Que signifie « éradiquer » un discours hétérodoxe ? Cela signifie peut-être neutraliser le bruit pénible de certains idiots, c’est exact. Mais c’est aussi éliminer les propositions qui semblent absurdes aujourd’hui mais pourraient s’avérer être les bonnes idées de demain. Qui aurait entendu Keynes il y a un peu moins d’un siècle avec ce genre d’attitude ? Qui aurait envisagé avec un minimum de sérieux la question du revenu de base, il y a vingt cinq ans ? N’est-il pas utile pour l’analyse économique d’avoir dans son histoire des auteurs comme Kalecki ou Minsky ? Quelle place auraient leurs enfants spirituels dans un monde débarrassé des « négationnistes de l’économie » ? Lorsque les auteurs s’indignent du contenu d’Alternatives économiques et de l’influence néfaste qu’ils ont sur les gentils enseignants d’économie au lycée, abusés par ces discours et abusant, par ricochet, nos aimables têtes blondes, ce sont les arguments du patronat lobbyiste que les auteurs suivent. Arguments qui rangent les enseignants en question au rang de pantins pétris d’idéologie marxiste et n’ont qu’une vocation, par ailleurs, imposer une vision qui serait tout aussi stérile car, si l’on suit le raisonnement du livre, inspirée par une démarche pro-business à déconseiller (souvenez-vous… les méchants du chapitre 2). De manière générale, cette polémique, qui dure depuis des années, réunit une bande d’abrutis notoires. Il est regrettable que les auteurs la reprennent à leur compte. Tout ceci étant dit par quelqu’un qui regrette une certaine époque d’Alternatives économiques où la distinction entre pédagogie et prises de position était plus nette (ajoutons qu’Alter éco+ renouent en partie avec cette tradition).

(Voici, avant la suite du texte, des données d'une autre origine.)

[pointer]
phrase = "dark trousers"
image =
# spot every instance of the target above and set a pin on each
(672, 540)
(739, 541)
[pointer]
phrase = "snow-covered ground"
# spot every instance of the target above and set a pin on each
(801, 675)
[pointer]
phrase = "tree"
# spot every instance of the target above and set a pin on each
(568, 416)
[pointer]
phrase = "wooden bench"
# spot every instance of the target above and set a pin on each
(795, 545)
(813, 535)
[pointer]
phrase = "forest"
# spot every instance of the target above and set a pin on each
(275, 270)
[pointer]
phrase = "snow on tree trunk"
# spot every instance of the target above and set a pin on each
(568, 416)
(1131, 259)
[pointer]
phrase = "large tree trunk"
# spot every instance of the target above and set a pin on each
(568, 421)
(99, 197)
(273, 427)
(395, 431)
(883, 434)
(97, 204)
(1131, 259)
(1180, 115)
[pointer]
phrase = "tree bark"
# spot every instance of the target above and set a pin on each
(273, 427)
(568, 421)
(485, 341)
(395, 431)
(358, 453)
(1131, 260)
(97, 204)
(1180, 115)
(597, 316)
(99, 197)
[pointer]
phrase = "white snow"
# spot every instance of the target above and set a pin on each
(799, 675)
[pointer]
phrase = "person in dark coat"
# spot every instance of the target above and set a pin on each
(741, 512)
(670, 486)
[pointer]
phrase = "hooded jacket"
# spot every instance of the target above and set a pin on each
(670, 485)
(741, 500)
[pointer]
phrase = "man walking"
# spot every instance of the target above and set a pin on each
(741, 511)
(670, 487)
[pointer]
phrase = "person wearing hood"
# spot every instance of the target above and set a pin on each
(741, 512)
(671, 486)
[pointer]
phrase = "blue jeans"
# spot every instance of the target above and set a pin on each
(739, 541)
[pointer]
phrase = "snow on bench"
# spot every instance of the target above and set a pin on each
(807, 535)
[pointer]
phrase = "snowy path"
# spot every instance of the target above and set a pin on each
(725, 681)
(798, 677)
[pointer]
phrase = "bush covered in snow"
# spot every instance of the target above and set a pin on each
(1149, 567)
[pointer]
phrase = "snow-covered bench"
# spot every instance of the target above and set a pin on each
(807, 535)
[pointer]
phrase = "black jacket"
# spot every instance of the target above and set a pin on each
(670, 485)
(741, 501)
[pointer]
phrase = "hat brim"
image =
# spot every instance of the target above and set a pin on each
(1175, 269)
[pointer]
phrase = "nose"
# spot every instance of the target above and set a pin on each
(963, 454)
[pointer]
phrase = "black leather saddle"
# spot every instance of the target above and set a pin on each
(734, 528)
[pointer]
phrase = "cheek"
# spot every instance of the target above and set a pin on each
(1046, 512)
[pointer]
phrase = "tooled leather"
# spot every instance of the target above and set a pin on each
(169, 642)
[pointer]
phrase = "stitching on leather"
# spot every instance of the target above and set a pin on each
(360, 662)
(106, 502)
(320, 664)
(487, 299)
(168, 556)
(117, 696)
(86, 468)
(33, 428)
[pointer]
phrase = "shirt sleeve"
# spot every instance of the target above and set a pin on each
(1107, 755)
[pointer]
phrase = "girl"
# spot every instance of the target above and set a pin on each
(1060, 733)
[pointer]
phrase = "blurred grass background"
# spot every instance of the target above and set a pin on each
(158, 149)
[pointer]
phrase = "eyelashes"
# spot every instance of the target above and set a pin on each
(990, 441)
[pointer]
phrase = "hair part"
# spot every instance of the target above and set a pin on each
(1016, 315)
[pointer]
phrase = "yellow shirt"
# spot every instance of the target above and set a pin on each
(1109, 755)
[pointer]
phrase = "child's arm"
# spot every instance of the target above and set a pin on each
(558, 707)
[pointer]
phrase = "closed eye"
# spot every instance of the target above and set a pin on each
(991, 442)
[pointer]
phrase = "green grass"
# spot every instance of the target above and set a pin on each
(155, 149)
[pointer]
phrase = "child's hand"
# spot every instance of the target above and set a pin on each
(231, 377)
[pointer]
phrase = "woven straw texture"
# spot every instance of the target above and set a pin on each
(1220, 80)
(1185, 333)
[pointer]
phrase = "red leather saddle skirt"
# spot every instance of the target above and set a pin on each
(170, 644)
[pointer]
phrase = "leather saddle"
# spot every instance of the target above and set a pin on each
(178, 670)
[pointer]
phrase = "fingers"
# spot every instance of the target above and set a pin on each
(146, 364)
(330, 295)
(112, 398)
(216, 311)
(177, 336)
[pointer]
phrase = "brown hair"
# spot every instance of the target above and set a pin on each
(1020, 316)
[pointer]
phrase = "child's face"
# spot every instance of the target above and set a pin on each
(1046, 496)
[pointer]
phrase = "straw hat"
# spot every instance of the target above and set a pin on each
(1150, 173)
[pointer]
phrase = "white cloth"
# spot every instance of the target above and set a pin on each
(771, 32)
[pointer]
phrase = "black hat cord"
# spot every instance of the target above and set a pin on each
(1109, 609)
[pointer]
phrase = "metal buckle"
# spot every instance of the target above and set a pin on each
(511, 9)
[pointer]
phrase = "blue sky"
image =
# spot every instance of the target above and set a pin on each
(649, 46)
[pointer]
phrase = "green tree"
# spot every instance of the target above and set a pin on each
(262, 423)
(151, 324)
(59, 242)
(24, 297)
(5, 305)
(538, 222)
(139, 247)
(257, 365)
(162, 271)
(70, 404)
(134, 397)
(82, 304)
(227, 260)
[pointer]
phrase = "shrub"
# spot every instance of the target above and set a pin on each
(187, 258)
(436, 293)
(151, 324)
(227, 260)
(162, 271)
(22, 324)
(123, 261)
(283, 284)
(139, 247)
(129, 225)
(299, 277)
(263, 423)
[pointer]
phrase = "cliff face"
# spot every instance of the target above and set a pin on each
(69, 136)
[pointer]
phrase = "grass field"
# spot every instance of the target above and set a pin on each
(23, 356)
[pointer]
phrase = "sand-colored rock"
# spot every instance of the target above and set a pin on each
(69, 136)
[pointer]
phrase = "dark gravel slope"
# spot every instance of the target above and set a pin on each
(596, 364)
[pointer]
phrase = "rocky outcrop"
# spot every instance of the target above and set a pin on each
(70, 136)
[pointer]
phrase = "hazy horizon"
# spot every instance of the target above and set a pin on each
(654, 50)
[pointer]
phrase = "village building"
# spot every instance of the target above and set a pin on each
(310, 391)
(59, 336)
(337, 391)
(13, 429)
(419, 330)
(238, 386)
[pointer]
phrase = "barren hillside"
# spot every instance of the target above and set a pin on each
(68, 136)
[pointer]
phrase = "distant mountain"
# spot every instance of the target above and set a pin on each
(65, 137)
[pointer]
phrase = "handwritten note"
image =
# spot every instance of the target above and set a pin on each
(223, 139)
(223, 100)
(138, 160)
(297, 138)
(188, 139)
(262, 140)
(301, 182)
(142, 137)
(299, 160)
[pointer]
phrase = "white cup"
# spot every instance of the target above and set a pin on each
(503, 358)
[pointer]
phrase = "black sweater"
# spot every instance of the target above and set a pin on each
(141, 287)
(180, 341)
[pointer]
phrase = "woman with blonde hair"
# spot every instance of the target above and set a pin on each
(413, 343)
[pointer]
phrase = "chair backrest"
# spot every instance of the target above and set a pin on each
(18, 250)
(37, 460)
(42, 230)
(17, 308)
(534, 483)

Paradoxalement, dans une logique schumpeterienne, chère à nos auteurs, les essais et erreurs de l’étérodoxie revendiquée peuvent s’avérer féconds. Et pour cela, on a besoin d’une science normale crédible, pas que les tenants de celle-ci éradiquent. La science normale peut mépriser, pas éradiquer. Les auteurs de cet ouvrage risquent de faire beaucoup de mal à la science normale et à ceux qui la respectent. Ceux qui s’engouffreront le plus dans la brèche qu’ils ont ouverte seront les pires de leurs « négationnistes ». Et, encore une fois, faute d’avoir analysé la demande actuelle du grand public, les auteurs passent à côté d’un fait important : cela va marcher. Pendant ce temps, les mainstream vont devoir justifier le fait qu’ils ne sont pas des gens fermés, pétris de certitudes intransigeantes sur l’état d’avancement de leur discipline, même s’ils refusent de voir dévalorisées les décennies de travail et de progrès de la recherche. La prochaine fois qu’ils échangeront avec un public ayant eu vent de cette controverse et n’étant pas acquis par avance à une approche mainstream, ils partiront d’encore plus bas que d’habitude, plombés par les outrances et exagérations de ce texte. La prochaine fois que j’écrirai un billet de blog citant un article de Cahuc, je n’ose pas imaginer les commentaires. Une belle externalité négative, ma foi.

Ce texte est un bien mauvais service rendu à l’économie en France. Il aurait pu en être autrement car, de son contenu sur le fond, on ne retiendra presque rien. En ayant confondu pavé dans la mare et pavé dans la gueule, Cahuc et Zylberberg ont commis une erreur incompréhensible. Dans le jargon, on appelle ça « une grosse connerie ». Mais, finalement, mes inquiétudes récentes semblent se confirmer : beaucoup d’économistes en vue en France, plutôt que de poser – enfin – leur discipline sereinement dans le débat public, s’improvisent mauvais politiciens. Cet échange consternant entre Cahuc et Coriat en est un bel exemple. Lisez-le et demandez-vous ce qu’il a apporté à la connaissance…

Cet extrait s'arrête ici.